Yesterday he had refused absolutely to admit that passion had made him act like a wild animal. Now, though it was still torture even to glance at the fact, he saw that, if ever he was to be reconciled to himself, he would have to accept the truth and learn to endure it. He even saw dimly that this might be possible. Eventually. But not yet. The thing was too recent. The memory too agonizing, too raw.

Even the partial recognition, which was all he could so far achieve, had already, during these first waking moments, filled him with such sick self-disgust, such distaste for living, that he didn’t know how he was to go on. How could he bear his existence, through all the years stretching ahead? If only he could have stayed asleep! But the black abyss, into which he had plunged last night, now seemed quite out of his reach, not to be attained until it closed over his head for ever. And what a long dreary time of misery he would have to live through first!

As it had to be lived through, because he had to remain alive, he must forget about what he had done. He took this for granted, as if he couldn’t possibly be required to face life in full consciousness of his guilt. He couldn’t endure it, no man could, it would not be expected of him. So, as a temporary expedient only, he again thrust the memory of Bannenberg out of sight, down into the deepest depths of himself. He did it because he must, if his life must go on.
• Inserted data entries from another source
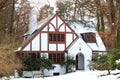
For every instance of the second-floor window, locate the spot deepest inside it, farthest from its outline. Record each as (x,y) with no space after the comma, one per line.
(57,37)
(89,37)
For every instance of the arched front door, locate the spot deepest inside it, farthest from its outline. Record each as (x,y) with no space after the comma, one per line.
(80,61)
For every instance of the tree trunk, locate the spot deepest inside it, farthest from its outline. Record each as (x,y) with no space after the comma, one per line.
(12,17)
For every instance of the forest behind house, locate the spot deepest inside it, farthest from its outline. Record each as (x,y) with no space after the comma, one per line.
(14,22)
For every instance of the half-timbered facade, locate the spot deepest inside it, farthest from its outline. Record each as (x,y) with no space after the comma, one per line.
(55,38)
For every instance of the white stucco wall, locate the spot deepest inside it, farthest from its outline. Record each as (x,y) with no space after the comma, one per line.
(57,69)
(81,47)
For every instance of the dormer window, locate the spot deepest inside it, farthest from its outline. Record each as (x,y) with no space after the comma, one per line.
(89,37)
(57,37)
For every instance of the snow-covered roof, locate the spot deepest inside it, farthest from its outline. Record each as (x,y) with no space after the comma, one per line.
(87,27)
(82,26)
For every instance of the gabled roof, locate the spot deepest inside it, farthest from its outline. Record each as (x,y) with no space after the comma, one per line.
(88,27)
(41,26)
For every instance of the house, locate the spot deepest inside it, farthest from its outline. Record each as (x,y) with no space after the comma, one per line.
(56,38)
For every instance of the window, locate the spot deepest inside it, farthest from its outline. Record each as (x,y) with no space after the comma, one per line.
(56,57)
(89,37)
(56,37)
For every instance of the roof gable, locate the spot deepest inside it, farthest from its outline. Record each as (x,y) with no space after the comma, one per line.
(50,24)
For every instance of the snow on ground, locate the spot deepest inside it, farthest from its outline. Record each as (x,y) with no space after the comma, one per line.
(80,75)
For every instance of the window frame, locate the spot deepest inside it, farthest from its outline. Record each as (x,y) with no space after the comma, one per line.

He looked round the room, instinctively seeking some well-known reassurance that had always been there before, but today, when most needed, was unaccountably not forthcoming. An indefinable air of estrangement about the walls and the familiar objects around him transformed him into a stranger in their midst. He was no longer at home here. Oppressed by his reluctance to start the day, to take up the burden of living again, he was still lying in bed; and this unprecedented sloth made him feel even more of a stranger to himself, and to all around him.

Because he’d just ceased to remember yesterday with any distinctness, at first he didn’t think of his clothes. But when he noticed that the bundle had gone, the shock roused him effectively. Jumping out of bed, he looked quickly around, making sure that the things were not anywhere in the room; then, hurriedly, automatically, he started to dress, his mind all the while gripped separate in apprehension. He couldn’t ask himself why he was so disturbed by the bundle’s disappearance without reviving his guilty shame, of which he was now aware only as the numbed pain of an internal wound, bearable as it was, but liable to become agonizing again at the least touch – at a glance even. It must at all costs be shielded, hidden; his whole being seemed to turn inwards and close round it protectively, to keep it secret. Nobody must know about it, or even guess it was there.
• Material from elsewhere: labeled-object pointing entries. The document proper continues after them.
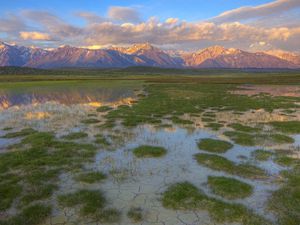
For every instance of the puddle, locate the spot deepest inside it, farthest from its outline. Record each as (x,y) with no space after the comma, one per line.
(135,182)
(274,90)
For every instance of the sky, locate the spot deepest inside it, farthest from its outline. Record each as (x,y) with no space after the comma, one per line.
(253,25)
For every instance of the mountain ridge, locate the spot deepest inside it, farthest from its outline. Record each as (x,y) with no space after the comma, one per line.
(143,54)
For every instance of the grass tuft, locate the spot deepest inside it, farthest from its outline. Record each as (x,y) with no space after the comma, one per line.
(220,163)
(91,177)
(213,145)
(229,188)
(146,151)
(135,214)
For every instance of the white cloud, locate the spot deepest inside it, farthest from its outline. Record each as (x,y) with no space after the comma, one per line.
(124,14)
(34,35)
(100,31)
(252,12)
He knew the bundle was somehow connected with this shameful secret wound. Could it lead to its exposure? His obscure dread was that it might in some way betray his secret. What a fool he had been not to lock his door against Vera’s detestable curiosity, for of course she must have taken the things. Full of animosity towards her, the moment he was ready he ran downstairs, knowing he’d find her in the kitchen, preparing breakfast, before their mother came down.

*

The first thing he saw there when he opened the door was the missing garments, clean and pressed, hanging neatly over the back of a chair. Unprepared for this, he was taken aback, and stood staring, while Vera explained, without leaving the stove, how she hadn’t disturbed him the night before but had brought down his clothes to clean them while their mother was out of the way.

Oswald thanked her uncomfortably, thinking that no one could have been kinder, more helpful. Why wasn’t he grateful? Why did he still feel unfriendly? Dimly he perceived that it wasn’t only that he distrusted Vera – he didn’t want the contact of friendliness with her or with anyone. He who had always been sociable and warm-hearted, was shut off alone, in the dark enclosure of himself. He wondered at it a little without understanding, feeling isolated as he had never been.